Examples of ambiguity (many meanings for a tag): Orange: fruit, colour, phone. Diversity of terms for the same thing (many tags for a meaning): telephone, phone, mobile, cellphone; film, video, movie. Other tags have only personal individualistic meaning, unquessable to outsiders.
Machine tags e.g. "foaf:depicts=DanielSmith" can be mapped into RDF, but as the tag is just a string, not a URI, thus it is intrinsically ambiguous.
Rich tags aim to keep this simplicity, but to back these tags with semantics, creating easy-to-use tag hierarchies to aid disambiguation. RichTags will permit exploration through these tag hierarchies (today's conventional tags are 'flat', not hierarchical).
Propose user interface with auto-completion of possible tags, showing the tag trees of possible tags to permit the user to disambiguate the possibilities. Project will determine the best way to created these displays.
Users can drill down to find meaning - associative exploration: see things with the same tags, and find related work through a hierarchy matching algorithm.
Problem: How do we seed or bootstrap the system - otherwise the first users will have nothing to select.
Annotations will be exposed through web services and RDF import/export, SOAP and AJAX.
Good tag-to-ontology mapping is crucial for cross-repository sharing and reuse, and the user interface will be key here, so the project will involve extensive iterative user evaluations.
More details of the project is on the web site, with references.
Related projects:
Tag Network Narrative (AHRC) is exploring tags in digital narrative research project.
Connotea and DICTATE are related.
Ontowiki (http://3ba.se/; http://wiki.ontoworld.org/index.php/OntoWiki) has different classes of users - some will have sufficient knowledge to express links as ontologies, while others just use them.
Aquabrowser (http://www.medialab.nl/) is a browser plugin that allow you to see related terms in searches.
Discussion
Graham: Hierarchies: RDF doesn't break down neatly into hierarchies, so needs to make hard choices if doing so.

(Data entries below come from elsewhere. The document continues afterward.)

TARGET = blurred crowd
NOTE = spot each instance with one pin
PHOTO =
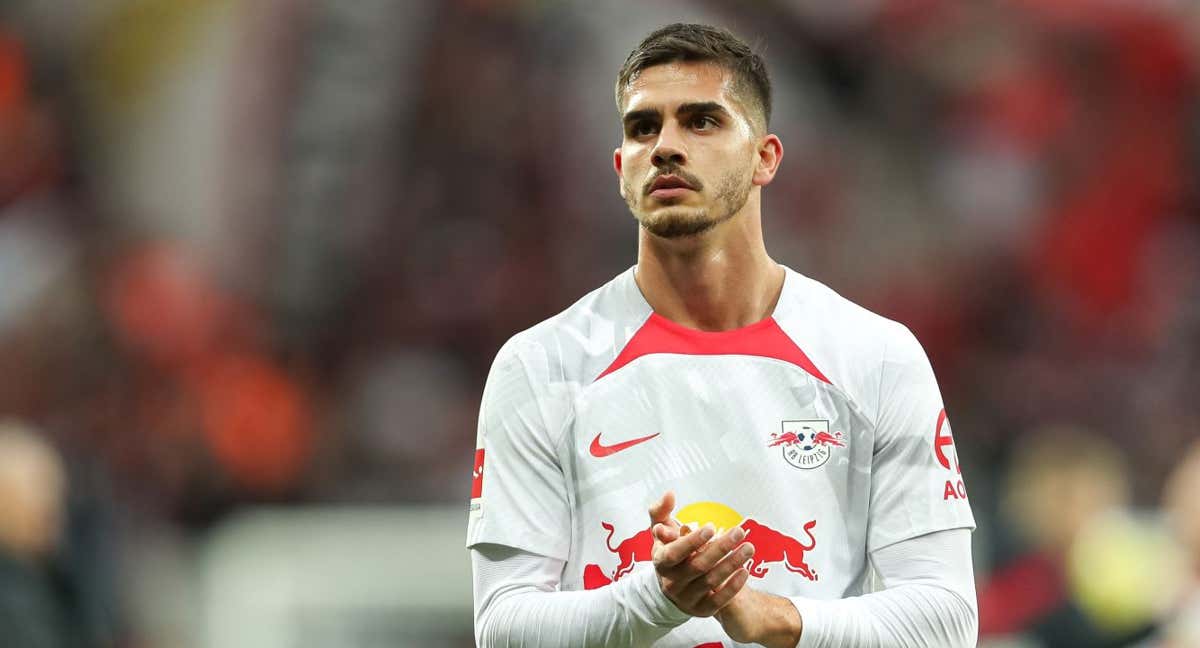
(265, 251)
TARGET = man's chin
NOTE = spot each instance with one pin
(677, 226)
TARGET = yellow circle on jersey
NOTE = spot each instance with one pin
(702, 513)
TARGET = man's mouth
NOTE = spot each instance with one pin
(669, 186)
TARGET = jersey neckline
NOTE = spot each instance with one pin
(642, 309)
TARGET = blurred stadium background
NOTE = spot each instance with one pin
(256, 257)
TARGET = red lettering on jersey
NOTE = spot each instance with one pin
(941, 442)
(477, 478)
(954, 490)
(949, 493)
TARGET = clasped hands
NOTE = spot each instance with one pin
(703, 575)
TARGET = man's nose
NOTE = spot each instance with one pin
(669, 150)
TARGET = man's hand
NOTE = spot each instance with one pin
(756, 617)
(699, 573)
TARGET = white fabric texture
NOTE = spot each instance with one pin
(517, 604)
(929, 601)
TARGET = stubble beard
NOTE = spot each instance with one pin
(732, 192)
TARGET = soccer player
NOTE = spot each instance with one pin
(791, 447)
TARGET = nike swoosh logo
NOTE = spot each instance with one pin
(605, 450)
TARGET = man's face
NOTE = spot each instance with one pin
(688, 154)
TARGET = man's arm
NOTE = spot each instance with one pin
(929, 600)
(517, 604)
(695, 575)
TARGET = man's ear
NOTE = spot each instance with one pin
(771, 154)
(616, 167)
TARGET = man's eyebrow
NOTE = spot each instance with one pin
(637, 115)
(702, 107)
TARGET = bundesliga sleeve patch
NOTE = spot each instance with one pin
(477, 485)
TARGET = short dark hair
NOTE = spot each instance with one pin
(700, 43)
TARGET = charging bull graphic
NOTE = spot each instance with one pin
(771, 546)
(631, 550)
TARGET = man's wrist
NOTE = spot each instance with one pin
(781, 625)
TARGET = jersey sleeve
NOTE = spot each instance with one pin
(519, 495)
(917, 484)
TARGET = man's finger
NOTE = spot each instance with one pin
(664, 533)
(660, 511)
(671, 555)
(730, 588)
(712, 580)
(715, 551)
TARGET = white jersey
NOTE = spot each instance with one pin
(819, 430)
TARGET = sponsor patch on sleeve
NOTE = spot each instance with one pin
(477, 485)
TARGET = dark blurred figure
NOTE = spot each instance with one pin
(1062, 484)
(34, 606)
(1182, 504)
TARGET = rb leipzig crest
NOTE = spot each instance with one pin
(807, 444)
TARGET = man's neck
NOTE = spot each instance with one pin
(717, 281)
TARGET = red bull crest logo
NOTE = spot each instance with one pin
(807, 444)
(773, 547)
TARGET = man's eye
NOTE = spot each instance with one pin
(642, 129)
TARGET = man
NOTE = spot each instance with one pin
(791, 447)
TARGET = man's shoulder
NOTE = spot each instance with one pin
(585, 337)
(846, 341)
(832, 321)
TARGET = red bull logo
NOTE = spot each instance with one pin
(772, 546)
(630, 550)
(807, 444)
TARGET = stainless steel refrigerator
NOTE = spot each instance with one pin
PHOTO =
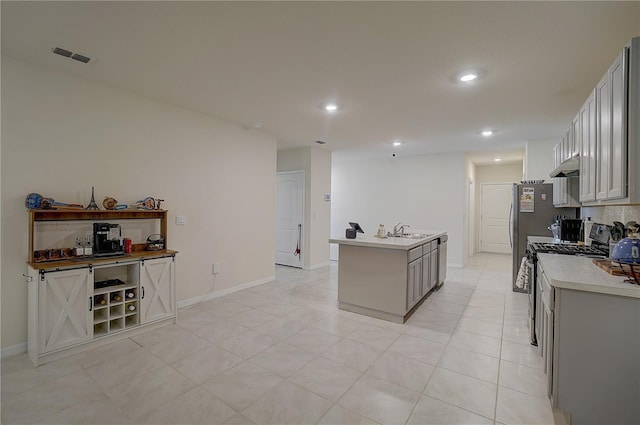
(531, 213)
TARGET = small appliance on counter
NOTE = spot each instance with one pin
(350, 233)
(107, 240)
(570, 229)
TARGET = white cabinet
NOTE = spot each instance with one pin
(414, 282)
(116, 305)
(611, 134)
(157, 291)
(63, 304)
(427, 283)
(587, 142)
(70, 309)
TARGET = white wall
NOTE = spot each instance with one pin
(427, 192)
(320, 213)
(495, 173)
(316, 163)
(61, 135)
(471, 223)
(538, 159)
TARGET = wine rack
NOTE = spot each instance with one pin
(116, 303)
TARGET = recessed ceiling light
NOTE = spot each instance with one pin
(469, 76)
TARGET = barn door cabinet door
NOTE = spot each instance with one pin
(64, 305)
(157, 289)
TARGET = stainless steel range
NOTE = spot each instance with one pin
(599, 249)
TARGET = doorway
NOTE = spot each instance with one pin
(495, 200)
(290, 219)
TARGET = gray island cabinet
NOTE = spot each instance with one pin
(387, 278)
(590, 340)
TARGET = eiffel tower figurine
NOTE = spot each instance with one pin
(92, 204)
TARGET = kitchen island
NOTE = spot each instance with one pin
(387, 278)
(590, 328)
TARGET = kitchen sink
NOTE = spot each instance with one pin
(416, 235)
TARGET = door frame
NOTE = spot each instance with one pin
(303, 237)
(481, 206)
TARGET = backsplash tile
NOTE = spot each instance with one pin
(609, 214)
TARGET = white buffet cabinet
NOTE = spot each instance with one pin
(386, 278)
(588, 327)
(75, 304)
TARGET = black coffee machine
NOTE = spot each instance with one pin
(107, 240)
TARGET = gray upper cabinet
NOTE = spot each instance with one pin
(603, 136)
(611, 131)
(607, 134)
(587, 145)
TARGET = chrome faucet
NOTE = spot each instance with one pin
(398, 229)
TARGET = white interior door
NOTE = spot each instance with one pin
(289, 219)
(495, 201)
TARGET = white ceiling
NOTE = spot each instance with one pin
(389, 65)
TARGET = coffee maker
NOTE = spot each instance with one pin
(107, 240)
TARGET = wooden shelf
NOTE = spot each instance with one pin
(36, 215)
(62, 215)
(82, 262)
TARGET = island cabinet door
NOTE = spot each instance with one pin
(427, 282)
(157, 289)
(414, 282)
(64, 304)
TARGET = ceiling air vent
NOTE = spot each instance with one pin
(80, 58)
(62, 52)
(67, 54)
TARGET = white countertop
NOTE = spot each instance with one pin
(579, 273)
(389, 243)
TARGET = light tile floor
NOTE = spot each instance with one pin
(282, 353)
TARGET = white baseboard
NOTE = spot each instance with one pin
(13, 350)
(195, 300)
(317, 266)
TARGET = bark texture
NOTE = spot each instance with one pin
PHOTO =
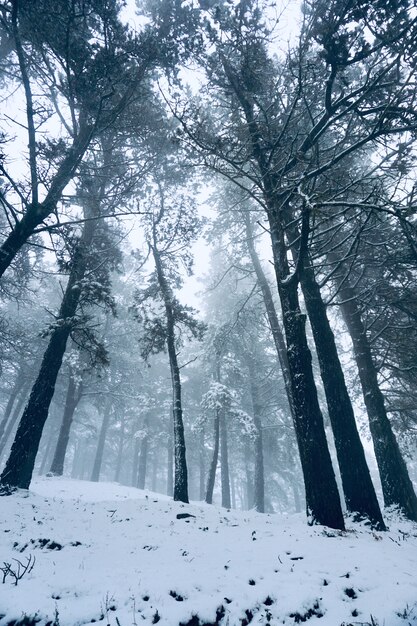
(19, 467)
(357, 484)
(72, 399)
(397, 487)
(180, 461)
(98, 459)
(214, 459)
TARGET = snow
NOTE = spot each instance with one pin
(137, 562)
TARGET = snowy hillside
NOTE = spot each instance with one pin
(122, 556)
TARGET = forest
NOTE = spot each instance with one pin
(208, 262)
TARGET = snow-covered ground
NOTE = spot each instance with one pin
(120, 555)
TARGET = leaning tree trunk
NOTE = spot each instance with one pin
(135, 461)
(271, 312)
(224, 461)
(180, 462)
(397, 487)
(170, 464)
(14, 417)
(143, 455)
(121, 447)
(98, 459)
(18, 385)
(322, 496)
(201, 464)
(259, 477)
(250, 483)
(19, 467)
(214, 460)
(357, 484)
(73, 397)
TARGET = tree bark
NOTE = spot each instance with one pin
(397, 487)
(98, 459)
(121, 446)
(202, 465)
(16, 389)
(73, 397)
(143, 456)
(224, 461)
(19, 467)
(135, 463)
(180, 462)
(14, 417)
(214, 460)
(322, 496)
(271, 312)
(170, 465)
(358, 489)
(259, 477)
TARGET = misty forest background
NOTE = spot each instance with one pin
(279, 145)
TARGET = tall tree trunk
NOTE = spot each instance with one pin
(75, 459)
(202, 465)
(98, 459)
(143, 456)
(322, 496)
(170, 464)
(73, 397)
(14, 417)
(259, 478)
(121, 446)
(214, 460)
(19, 467)
(249, 486)
(180, 462)
(224, 461)
(18, 384)
(397, 487)
(135, 461)
(357, 484)
(233, 490)
(47, 452)
(271, 312)
(154, 483)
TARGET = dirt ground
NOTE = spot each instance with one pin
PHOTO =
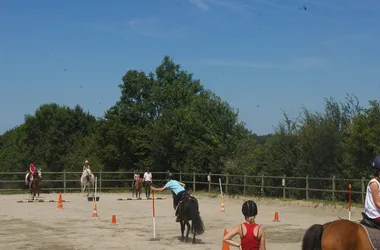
(43, 226)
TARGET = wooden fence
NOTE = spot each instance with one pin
(333, 189)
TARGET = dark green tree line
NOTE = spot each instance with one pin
(166, 120)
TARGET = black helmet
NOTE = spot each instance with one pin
(169, 175)
(376, 162)
(249, 209)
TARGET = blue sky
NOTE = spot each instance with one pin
(261, 56)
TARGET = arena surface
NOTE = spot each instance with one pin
(42, 226)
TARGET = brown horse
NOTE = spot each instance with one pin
(137, 187)
(35, 184)
(342, 235)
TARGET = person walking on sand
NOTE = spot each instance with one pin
(251, 234)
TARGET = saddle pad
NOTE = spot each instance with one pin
(373, 236)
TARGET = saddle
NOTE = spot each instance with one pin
(372, 230)
(366, 221)
(183, 196)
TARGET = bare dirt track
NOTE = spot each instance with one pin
(43, 226)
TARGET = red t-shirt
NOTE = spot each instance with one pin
(250, 241)
(32, 167)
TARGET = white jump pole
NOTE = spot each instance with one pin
(221, 190)
(96, 185)
(154, 219)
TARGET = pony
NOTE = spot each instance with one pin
(188, 210)
(35, 184)
(342, 234)
(137, 188)
(87, 179)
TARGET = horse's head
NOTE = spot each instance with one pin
(87, 172)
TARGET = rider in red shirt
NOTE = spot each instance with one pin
(32, 169)
(252, 235)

If RichTags requires tag terms to have single parents, does this limit the 'open world' view? If you try to tag something that does not exist, the system will ask for context: From this a classification can evolve, through methods of usage. Danger that early entries to the system will limit future lines of enquiry?
Could you seed the system using Wordnet or OpenCyc?
Queries - will these be possible using SPARQL too? Yes.
Relationship with CIDOC: If we have DC metadata, can we use RichTags to map it to a more coherent model such as CIDOC-CRM?
Private thought: Machine Tags - are we in danger of losing the advantages of namespaces, if we just use a prefix instead of a proper URI?
IUGO - Nikki Rogers
- Slides: http://imageweb.zoo.ox.ac.uk/drupal/files/Rogers%20IUGO%20presentation%20Oxford%2009-02-2007.ppt
Nikki was unable to attend, but sent her slides about IUGO - link above.
END OF MEETING
Next meeting
9 March at UKOLN, Bath. Theme: JISC interactions, especially INTUTE SEARCH.